Hal tersebut ditandai dengan kunjungan kerja BPH Migas ke PT Pertamina MOR II Sumbagsel di Palembang.
Kunjungan tersebut dilakukan oleh Kepala BPH Migas M. Fanshurullah Asa, Anggota Komite BPH Migas Ahmad Rizal, beserta tim diterima oleh Pjs. GM PT Pertamina MOR II Sumbagsel Pande Made Andi Suryawan beserta jajaran manajemen.
Selain itu, juga dihadiri GM Retail Sumsel PT. Telkom Mustakim, GM PT Telkom Akses Sumbagsel Sigit Pramono, Senior Account Manager PT Telkom Obed Cam, beserta jajarannya.
Pjs. GM PT Pertamina MOR II Sumbagsel Pande Made Andi Suryawan menyampaikan bahwa Satuan Tugas (Satgas) Nataru Sumbagsel bekerja sejak 7 Desember 2020 dan, jika tidak ada kendala, akan selesai bertugas pada 10 Januari 2021.

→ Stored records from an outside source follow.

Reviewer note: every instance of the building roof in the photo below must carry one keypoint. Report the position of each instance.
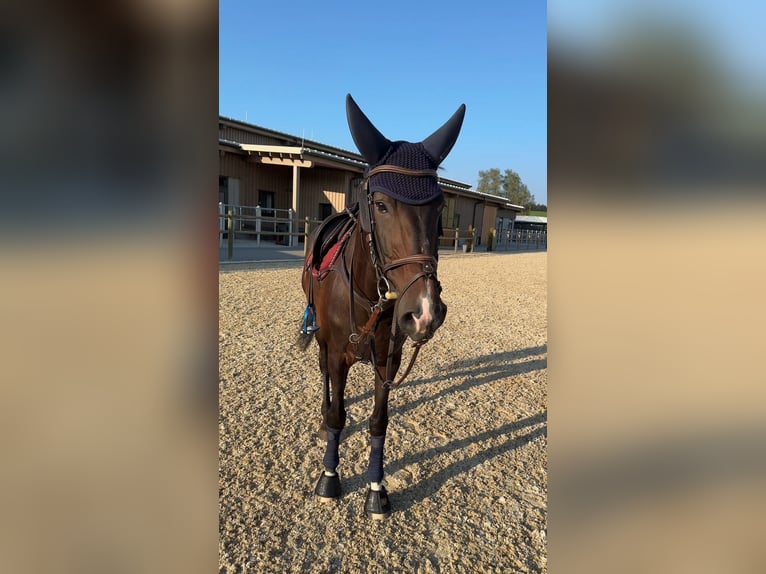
(298, 149)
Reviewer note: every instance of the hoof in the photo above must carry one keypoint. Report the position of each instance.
(377, 505)
(328, 488)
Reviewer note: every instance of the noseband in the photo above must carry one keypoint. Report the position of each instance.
(385, 294)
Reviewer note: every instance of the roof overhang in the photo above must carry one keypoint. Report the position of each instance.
(276, 155)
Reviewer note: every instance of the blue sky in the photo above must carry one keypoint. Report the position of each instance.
(287, 66)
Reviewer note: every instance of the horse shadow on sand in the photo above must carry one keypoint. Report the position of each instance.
(474, 372)
(428, 485)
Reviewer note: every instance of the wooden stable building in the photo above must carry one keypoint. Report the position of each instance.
(277, 171)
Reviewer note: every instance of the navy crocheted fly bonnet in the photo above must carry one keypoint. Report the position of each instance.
(425, 155)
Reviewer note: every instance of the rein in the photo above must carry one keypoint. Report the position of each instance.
(385, 294)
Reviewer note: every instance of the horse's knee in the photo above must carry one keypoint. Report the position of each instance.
(378, 426)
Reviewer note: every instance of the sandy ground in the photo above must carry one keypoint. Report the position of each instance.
(466, 446)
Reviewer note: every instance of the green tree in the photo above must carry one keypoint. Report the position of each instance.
(506, 184)
(490, 182)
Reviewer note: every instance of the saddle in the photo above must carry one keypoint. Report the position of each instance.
(330, 238)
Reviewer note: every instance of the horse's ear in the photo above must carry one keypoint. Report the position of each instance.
(440, 143)
(369, 141)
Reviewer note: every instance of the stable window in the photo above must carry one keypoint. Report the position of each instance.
(325, 211)
(266, 202)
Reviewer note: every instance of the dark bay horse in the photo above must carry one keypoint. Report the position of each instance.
(371, 282)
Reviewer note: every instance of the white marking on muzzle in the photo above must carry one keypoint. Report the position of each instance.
(425, 319)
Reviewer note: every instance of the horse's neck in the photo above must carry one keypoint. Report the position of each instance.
(359, 263)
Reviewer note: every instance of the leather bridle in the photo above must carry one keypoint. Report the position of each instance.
(385, 294)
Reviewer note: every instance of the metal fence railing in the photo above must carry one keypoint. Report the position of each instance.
(517, 239)
(286, 227)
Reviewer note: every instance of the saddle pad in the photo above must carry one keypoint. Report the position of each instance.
(329, 257)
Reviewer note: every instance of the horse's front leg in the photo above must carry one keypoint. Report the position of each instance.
(334, 419)
(377, 504)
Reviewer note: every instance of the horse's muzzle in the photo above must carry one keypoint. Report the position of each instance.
(421, 322)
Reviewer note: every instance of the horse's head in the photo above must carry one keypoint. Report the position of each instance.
(400, 208)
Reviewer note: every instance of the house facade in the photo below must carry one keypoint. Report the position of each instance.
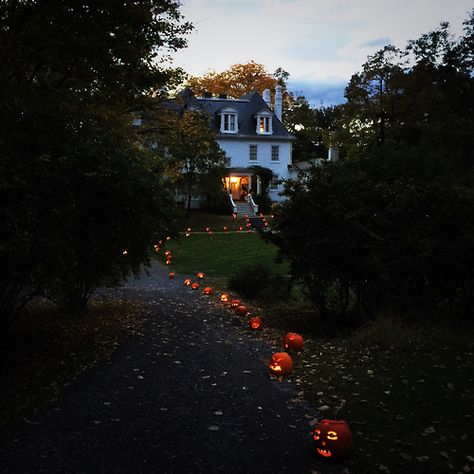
(251, 133)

Wilayah Sumbagsel meliputi Sumatera Selatan, Jambi, Bengkulu, Lampung, dan Bangka Belitung. Dengan sembilan TBBM serta tujuh kilang minyak, volume BBM saat ini dinilai cukup untuk memenuhi keperluan BBM selama masa Nataru.
Menurut Pande, gasoline meningkat 5,1%, gasoil turun 3,1%, dan LPG turun 6,8%. Selain itu, digitalisasi nozzle di Tj. Berem telah diluncurkan dan dinyatakan selesai, yang mana implementasinya akan terus disempurnakan seiring waktu.
“Kondisi terus dipantau. Pertamina membuka layanan keluhan pelanggan lewat 135, sehingga keluhan yang ada siap untuk direspon,” jelas Pande, (03/01/2021).
Selain itu, kata Pande, tim Satgas Nataru terus bekerja memastikan pelayanan tidak terkendala dengan tetap menjaga protokol kesehatan.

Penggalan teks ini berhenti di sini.